2 Responses to “The trouble with digital books”

  1. Hal Grossman Says:

    Thank you for raising a timely topic. As libraries come to view digital access to a book as a substitute for buying the book in print, access for outsiders can actually narrow. A library has the right to lend a print copy of a book that it owns to anyone. That copy is then unavailable to the library’s other users. This arrangement breaks down when it comes to digital books.

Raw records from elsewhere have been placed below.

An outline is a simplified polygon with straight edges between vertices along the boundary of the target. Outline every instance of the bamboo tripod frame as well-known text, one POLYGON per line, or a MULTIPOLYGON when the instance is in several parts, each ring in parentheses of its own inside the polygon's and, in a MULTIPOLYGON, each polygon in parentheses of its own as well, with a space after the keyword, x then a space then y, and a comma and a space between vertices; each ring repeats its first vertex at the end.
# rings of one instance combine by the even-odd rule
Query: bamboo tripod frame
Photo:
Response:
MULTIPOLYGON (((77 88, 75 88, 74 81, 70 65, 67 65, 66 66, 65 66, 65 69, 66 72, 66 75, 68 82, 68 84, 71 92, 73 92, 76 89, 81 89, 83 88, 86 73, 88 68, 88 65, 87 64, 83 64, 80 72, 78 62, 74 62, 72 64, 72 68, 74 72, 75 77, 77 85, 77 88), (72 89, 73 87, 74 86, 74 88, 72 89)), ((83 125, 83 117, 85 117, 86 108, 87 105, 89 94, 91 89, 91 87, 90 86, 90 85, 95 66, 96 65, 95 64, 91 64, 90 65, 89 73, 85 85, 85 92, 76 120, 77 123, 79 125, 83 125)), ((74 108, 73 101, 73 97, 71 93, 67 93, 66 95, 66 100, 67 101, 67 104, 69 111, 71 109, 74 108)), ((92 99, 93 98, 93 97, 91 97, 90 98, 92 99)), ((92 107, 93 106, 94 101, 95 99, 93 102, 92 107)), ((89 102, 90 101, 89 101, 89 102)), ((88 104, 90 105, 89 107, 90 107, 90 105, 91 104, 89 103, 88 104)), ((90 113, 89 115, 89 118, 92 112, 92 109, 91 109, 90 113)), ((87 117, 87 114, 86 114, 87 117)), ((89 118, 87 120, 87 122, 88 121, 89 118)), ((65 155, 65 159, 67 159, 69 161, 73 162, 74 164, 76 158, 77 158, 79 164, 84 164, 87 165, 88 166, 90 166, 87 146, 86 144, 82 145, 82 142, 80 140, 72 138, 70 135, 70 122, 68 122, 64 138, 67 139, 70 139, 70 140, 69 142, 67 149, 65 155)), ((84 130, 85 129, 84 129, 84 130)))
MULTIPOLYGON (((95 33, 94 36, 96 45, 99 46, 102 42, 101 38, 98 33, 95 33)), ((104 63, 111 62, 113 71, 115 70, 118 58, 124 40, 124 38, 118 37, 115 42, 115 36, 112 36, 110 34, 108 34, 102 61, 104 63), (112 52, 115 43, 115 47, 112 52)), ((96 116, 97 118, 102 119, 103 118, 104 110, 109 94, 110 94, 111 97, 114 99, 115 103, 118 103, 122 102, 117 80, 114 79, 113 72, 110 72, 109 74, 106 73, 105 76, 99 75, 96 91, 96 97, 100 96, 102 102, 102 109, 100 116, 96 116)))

    I wonder what other university systems comparable to CUNY are doing, for example SUNY or the Cal State system.

  2. tony doyle Says:

    Herman Tavani (whom I mentioned in my previous post) talks about how the so called information commons is being adversely affected by digitization and legislation devised to protect the “rights” of copyright owners of digital material. He’s especially critical of the 1998 Digital Millennium Copyright Act (DMCA), which restricts access and use of digital information. He adduces interlibrary loan as one example:

    “ . . . consider the case of interlibrary loan practices involving physical books. Such practices have not only benefitted individuals, but arguably also have contributed to the public good by supporting the ideal of an information-sharing community. If the books that we were so easily able to borrow in the past become available only in digitized form in the future, it may no longer be possible to access them freely through an interlibrary loan system. By granting copyright holders of digital media the exclusive right to control how electronic (versions of) books are access and used, the DMCA can easily discourage the sharing of information between libraries. So as more books become available only in digital form, the information they contain may be less accessible to ordinary individuals in the future, which will further diminish the info commons” (“Locke, Intellectual Property Rights, and the Information Commons,” Ethics and Information Technology (2005) 7: P. 94).